That said, the article was an entertaining read and the blog is pleasantly styled. I’m glad I spent some time with this even though my ultimate takeaway is kind of “meh”.

3 comments

Rust could just have mandated that const have to be uppercase and disallowed variables starting with uppercase. It would be better than making a warning.
If you care about this rule, you can deny it on your projects (at the crate level or for individual items), but if it were an unconditional error then it would make things like FFI or following non-Rust naming conventions either annoying or impossible.
> following non-Rust naming conventions […] impossible.

That’s indeed the point.

No it wouldn't, it's just too unergonomic of a style to force upon everyone
How is that unergonomic?

Go has proven at this point that the language spec is the correct place to settle stupid bike sheding especially when they lead to misfeature like this one.

I understand that it’s not the most urgent thing to fix when it comes to Rust syntax but still a clear downside.

You have to hold an inconvenient key while typing.
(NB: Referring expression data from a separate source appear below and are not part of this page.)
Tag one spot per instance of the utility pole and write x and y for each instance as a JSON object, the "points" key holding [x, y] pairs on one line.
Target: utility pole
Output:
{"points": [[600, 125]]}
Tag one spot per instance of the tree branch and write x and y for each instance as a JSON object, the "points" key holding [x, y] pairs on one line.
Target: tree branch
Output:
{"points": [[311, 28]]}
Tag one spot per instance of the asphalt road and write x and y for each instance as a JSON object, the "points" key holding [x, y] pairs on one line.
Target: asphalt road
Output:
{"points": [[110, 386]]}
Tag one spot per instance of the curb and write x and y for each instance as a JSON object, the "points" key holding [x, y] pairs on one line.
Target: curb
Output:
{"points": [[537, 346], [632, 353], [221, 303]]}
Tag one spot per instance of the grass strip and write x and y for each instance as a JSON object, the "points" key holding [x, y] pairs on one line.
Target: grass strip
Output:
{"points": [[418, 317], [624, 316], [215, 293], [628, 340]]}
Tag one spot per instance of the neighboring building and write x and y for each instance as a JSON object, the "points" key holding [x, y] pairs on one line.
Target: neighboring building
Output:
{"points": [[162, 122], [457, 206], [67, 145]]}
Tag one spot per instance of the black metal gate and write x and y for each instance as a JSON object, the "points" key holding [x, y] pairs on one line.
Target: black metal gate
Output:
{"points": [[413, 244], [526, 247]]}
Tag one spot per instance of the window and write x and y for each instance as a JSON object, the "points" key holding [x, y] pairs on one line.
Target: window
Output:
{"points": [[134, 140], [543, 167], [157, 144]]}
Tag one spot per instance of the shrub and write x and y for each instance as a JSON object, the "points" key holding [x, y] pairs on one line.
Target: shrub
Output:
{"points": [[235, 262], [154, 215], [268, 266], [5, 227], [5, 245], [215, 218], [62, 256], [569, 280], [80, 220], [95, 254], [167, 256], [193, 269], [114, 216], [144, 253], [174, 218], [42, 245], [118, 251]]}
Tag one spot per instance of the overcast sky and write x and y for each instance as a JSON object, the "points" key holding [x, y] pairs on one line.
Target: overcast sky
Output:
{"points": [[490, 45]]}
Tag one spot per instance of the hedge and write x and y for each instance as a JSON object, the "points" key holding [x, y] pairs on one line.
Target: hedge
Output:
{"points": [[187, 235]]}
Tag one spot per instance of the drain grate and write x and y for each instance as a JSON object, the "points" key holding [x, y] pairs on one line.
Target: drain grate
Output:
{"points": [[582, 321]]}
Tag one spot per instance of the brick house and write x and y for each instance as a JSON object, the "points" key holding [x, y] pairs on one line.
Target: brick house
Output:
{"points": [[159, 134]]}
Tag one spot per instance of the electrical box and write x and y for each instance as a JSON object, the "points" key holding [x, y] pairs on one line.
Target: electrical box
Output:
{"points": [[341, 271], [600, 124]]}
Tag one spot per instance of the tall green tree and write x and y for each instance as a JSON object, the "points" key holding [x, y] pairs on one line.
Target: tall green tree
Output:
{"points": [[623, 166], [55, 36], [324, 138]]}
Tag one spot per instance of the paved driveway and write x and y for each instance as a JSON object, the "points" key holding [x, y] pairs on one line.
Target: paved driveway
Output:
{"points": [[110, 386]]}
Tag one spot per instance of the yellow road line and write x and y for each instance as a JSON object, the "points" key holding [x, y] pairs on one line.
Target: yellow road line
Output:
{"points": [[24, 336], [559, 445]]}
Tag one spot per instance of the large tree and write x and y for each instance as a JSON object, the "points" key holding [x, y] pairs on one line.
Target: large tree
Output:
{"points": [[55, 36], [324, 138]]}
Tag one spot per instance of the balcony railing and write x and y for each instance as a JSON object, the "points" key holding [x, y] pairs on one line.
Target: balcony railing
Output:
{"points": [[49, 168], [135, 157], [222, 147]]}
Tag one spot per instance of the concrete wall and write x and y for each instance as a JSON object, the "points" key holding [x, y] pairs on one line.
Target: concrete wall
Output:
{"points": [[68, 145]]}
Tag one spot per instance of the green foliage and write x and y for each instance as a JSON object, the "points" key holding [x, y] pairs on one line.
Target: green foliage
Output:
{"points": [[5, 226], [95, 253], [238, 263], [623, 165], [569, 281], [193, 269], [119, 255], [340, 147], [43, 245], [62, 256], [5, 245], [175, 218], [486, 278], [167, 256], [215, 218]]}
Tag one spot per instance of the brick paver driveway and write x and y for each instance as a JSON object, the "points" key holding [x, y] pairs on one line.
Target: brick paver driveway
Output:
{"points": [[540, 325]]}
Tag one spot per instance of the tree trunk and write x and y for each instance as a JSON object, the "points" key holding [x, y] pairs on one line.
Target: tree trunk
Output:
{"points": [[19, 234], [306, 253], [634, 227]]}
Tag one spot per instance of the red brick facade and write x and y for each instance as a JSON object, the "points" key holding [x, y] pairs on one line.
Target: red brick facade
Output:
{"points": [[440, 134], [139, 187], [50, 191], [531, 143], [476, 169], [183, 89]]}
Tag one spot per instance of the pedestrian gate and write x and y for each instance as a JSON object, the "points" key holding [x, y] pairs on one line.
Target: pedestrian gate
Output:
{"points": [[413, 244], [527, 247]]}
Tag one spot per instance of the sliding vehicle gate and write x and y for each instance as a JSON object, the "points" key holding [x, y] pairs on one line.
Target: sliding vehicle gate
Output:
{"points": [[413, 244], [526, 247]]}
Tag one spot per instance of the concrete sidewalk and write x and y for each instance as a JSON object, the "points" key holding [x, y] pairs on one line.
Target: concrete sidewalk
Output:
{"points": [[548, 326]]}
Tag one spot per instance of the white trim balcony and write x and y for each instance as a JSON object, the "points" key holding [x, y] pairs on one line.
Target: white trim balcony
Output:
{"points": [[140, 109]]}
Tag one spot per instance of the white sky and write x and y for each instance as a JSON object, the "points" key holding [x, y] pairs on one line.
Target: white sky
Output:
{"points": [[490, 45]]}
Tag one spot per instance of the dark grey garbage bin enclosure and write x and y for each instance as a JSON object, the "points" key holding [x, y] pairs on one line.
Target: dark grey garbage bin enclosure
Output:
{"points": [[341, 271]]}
And you can't assess its stupidity if you can't even understand this simple why on your own
I mean if your why is related to having to hold shift or - gasp - using caps lock, I don’t know if I can’t assess the stupidity but I certainly don’t feel I’m clever enough to hold a conversation with you.
I am working on an SDL project (not in Rust) and this example made the molehill seem slightly larger:

  // whoops, accidentally commented out or deleted this import
  // use crate::{SOME_GL_CONSTANT, OTHER_THING}

  // uh oh!
  match value {
   SOME_GL_CONSTANT => ..,
   OTHER_THING => ..,
   _ => ..,
  }
Specifically, I think FFI stuff or an initial Rust rewrite can be a strong incentive to (locally) disable compiler/linter warnings around capitalization because you are more interested in consistency with an existing C API. This turns the molehill into at least a real hill (though not a mountain).
Yeah. The article is based on known bad patterns and, e.g you should never do use MyEnum::*; and in other cases compiler gives warning. Are there people who do not want to understand the warnings and do not work in order to remove/suppress them?